Em seu parecer, o representante do Ministério Público Federal no TCU, Júlio Marcelo de Oliveira, recomendou a reprovação das contas. "O que a nação assistiu perplexa foi uma verdadeira política de irresponsabilidade fiscal, marcada pela deformação de regras para favorecer os interesses da chefe do Executivo em ano eleitoral".
Ministros do TCU acham que há justificativas técnicas para a rejeição das contas, mas alguns temem que isso prejudique a economia. Cabe ao Congresso votar a recomendação do TCU e dar a palavra final sobre o assunto.
Nos últimos dias, agências internacionais de classificação de risco, cujas análises são consultadas pelos investidores na hora de decidir onde aplicar seu dinheiro, buscaram informações no TCU.
Embora seja majoritário o entendimento de que o governo errou, nem todos os ministros acham que a presidente deve ser responsabilizada por esses erros. O relator do processo, ministro Augusto Nardes, tem indicado que não recomendará a aprovação.
De acordo com o relatório que será analisado pelo TCU, o governo não só permitiu que bancos estatais custeassem o pagamento de benefícios sociais de maneira irregular, como manteve despesas no orçamento sabendo que não teria como pagá-las.

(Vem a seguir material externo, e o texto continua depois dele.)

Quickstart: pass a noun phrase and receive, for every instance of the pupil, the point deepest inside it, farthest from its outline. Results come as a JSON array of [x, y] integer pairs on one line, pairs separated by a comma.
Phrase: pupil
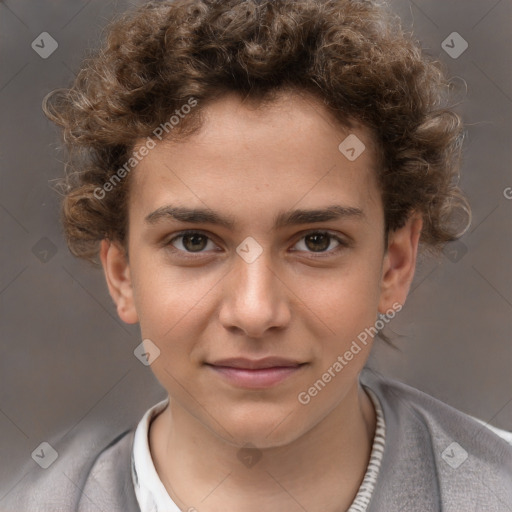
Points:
[[197, 242], [320, 242]]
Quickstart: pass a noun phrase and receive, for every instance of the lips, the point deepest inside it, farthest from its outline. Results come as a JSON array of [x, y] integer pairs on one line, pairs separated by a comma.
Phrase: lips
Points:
[[256, 364], [256, 374]]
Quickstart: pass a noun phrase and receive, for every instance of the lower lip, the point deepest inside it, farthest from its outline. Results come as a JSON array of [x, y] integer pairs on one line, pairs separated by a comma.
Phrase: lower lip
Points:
[[256, 379]]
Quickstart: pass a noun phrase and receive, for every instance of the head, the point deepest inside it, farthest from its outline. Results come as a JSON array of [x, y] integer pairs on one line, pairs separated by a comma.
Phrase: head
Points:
[[306, 150]]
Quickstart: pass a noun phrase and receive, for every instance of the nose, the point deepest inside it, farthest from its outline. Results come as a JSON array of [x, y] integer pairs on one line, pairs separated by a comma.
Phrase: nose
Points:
[[255, 298]]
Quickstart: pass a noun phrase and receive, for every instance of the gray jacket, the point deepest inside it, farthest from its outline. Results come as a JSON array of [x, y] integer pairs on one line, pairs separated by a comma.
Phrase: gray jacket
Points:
[[422, 469]]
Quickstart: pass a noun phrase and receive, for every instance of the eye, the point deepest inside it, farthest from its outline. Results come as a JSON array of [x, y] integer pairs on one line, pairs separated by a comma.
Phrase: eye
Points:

Além disso, três decretos assinados pela presidente da República permitiram ao Tesouro Nacional obter empréstimos sem autorização do Congresso, segundo o TCU. O relatório afirma que o governo escondeu dívidas estimadas em R$ 256 bilhões.
Os nove ministros do TCU participarão do julgamento. Se Dilma tiver as contas rejeitadas pelo Congresso, corre o risco de ficar inelegível e, em último caso, ser afastada do cargo e enfrentar processo por crime de responsabilidade.